A method signature is part of the method declaration where a signature is a combination of the method name and parameter list. Method signature doesn’t consider return type as part of the signature.
The main reason to emphasis on method Signature is because of method overloading. Java compiler distinguishes between the methods based on the method signature.
See Also:
- Java: Method Signature
- Java: Method Overloading
- Java: Method Overriding
- Java: Method Overloading Vs Method Overriding
- Exception handling with method overriding
Method Overloading :
Method overloading provides the ability to write methods with the same name but accept different arguments. Method Overloading is compile-time Polymorphism.
Here is one example of method overloading where add method implements by three ways:
- double add(double a, double b)
- int add(int a, int b)
- double add(int a, int b)
Method signature doesn’t consider return type for method overloading, it will consider method 2 and 3 as a duplicate method and return this compile-time error.

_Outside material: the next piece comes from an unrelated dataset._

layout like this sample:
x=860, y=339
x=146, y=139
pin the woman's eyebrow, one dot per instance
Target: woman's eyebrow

Duplicate method add(int, int) in type MethodSignatureExample
As shown in below screen shot.

Method Signature Examples
public void getMapLocation(int xPos, int yPos) { //method code }
The method signature in the above example is getMapLocation(int, int). In other words, it’s the method name (getMapLocation) and the parameter list of two integers.
public void getMapLocation(Point position) { //method code }
The Java compiler will allow adding another method because its method signature is different, getMapLocation(Point).